= Greg Hamerton =

South African writer

Greg Hamerton (born in Cape Town in 1973) is a South African fantasy novelist and extreme sports writer.

==Biography==
Greg Hamerton was educated early at a Waldorf school (based on the Rudolf Steiner system). He matriculated from South African College Schools (SACS) in 1991 and completed a Bachelor of Commerce degree at the University of Cape Town in 1994. He was qualified as a paragliding instructor in 1992, and was Chief Instructor of an active paragliding school in Cape Town.

In 1997, Hamerton moved to the UK to teach paragliding and compete on the Paragliding World Cup circuit. Upon returning to South Africa, he began to write sport articles for various magazines, mostly to the international free-flying magazine Cross Country.

He also worked at the London Academy of Music and Dramatic Art (2008–2010).

In 2020, he formed Fly With Greg to offer a unique system of pilot training.

==Writing==
Hamerton's first novel, Beyond The Invisible, was published in 1998 by Eternity Press. This was followed by a non-fiction guidebook for Paragliding in South Africa (1999) titled The Fresh Air Site Guide. His epic fantasy series, The Tale of the Lifesong, began with The Riddler's Gift (2007) and continued with Second Sight (2010). He published another paragliding guidebook Best Flying Sites of the Alps in 2011.

Hamerton's work contains elements of magical realism, and has a vivid visual style. He mentioned in an interview with Eternity Press that his writing comes to him visually. His influences include J.R.R. Tolkien, Robert Jordan, Terry Goodkind, Stephen Donaldson and Robin Hobb, and Terry Pratchett.

In a 2007 interview with Something Wicked, he commented on his motivation to write: "For me it's a very personal joy. I really enjoy being in the mental state one reaches when writing creatively. It's a kind of meditation, and one I find invigorating. It feels that I'm wiser when writing than in the normal everyday world."

==Paragliding==
He began flying in 1992 and took part in world record attempts in 1994 and 2007 in the X-SA Challenge. He flew in the Paragliding World Cup circuit in 1997. His passion for open-distance cross-country flying has taken him to many countries around the world and seen him set site records in South Africa. His experience in exploration and bivouac flying led to the filming of Fresh Air Riders (2000), a collaboration with South African Hang-gliding Champion Johan Anderson, directed by extreme sports documentary filmmaker Nic Good of the Fresh Air Crew. This was followed by his directorial debut The Journey produced by Eternity Press in 2008.

==Bibliography==
- Beyond the Invisible - Flying from fear to freedom. (Literary novel. English. Published by Eternity Press, 1998). ISBN 978-1920436117
Written in the first-person narrative style of Richard Bach, this loosely autobiographical story blends descriptive imagery of flying paragliders with meditations on the metaphysics of dealing with fear. A recurrent theme in this work is the enervating atmosphere of modern city life contrasted with the freedom of the wilderness tramp. Although there seem to be many references to real experiences, the reader is confronted with passages that tend towards the fantastical, but in the context of the story they serve to demonstrate a shift of perception. As a piece of fiction dealing with paragliding it is considered rare (Joe Schofield, Skywings Magazine review).

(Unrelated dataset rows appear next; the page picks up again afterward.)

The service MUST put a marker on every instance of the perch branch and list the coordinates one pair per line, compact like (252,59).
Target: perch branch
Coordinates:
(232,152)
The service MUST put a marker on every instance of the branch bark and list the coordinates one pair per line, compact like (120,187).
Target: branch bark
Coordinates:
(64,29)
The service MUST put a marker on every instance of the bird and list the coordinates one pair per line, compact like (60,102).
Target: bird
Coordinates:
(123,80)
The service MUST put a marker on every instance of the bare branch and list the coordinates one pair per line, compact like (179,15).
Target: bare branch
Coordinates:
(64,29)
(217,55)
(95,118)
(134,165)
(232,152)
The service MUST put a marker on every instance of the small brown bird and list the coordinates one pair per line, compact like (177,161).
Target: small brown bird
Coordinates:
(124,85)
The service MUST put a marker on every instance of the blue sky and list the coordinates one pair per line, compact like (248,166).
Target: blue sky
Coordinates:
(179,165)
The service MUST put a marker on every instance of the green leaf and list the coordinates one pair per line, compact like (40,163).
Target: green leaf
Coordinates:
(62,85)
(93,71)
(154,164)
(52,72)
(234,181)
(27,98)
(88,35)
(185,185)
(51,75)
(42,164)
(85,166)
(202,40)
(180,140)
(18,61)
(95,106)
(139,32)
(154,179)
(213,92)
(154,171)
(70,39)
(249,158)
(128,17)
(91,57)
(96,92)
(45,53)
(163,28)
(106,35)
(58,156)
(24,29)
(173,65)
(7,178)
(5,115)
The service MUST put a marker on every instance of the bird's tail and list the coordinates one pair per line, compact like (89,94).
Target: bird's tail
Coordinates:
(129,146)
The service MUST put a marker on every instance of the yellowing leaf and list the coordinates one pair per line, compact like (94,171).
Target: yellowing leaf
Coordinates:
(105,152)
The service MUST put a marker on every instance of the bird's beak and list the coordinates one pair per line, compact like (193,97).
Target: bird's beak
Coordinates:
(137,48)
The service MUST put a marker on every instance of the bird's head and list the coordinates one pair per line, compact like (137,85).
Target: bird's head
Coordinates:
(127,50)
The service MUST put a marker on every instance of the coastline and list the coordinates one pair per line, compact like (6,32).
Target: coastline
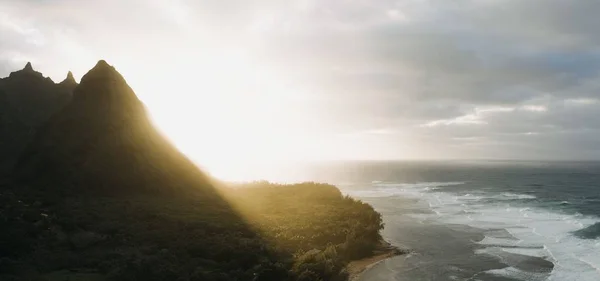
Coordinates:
(385,251)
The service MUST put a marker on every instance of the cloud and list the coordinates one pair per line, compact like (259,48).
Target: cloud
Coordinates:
(506,79)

- Fresh Air Site Guide - Paragliding and Hangliding in South Africa. (Guidebook. Non-fiction. English, German. Published by Eternity Press, 1999–2007).
A directory of flying sites throughout Southern Africa, written from the author's personal experience as an instructor. Greg Hamerton travelled extensively to collect information and photographs before compiling this book in 1999. It is updated regularly, and the 5th edition (2007) was translated into German.

- The Riddler's Gift - First Tale of The Lifesong. (Fantasy fiction. English. Published by Eternity Press, June 2007).
- The Riddler's Gift Audiobook - as read by the author. (Fantasy fiction. English. Published by Eternity Press, August 2007).
- The Journey - a flying story (DVD). (Short adventure/philosophical film, 23 minutes. English. Directed and Produced by Greg Hamerton. Published by Eternity Press, January 2008).
- Second Sight - Second Tale of The Lifesong. (Fantasy fiction. English. Published by Eternity Press, August 2010).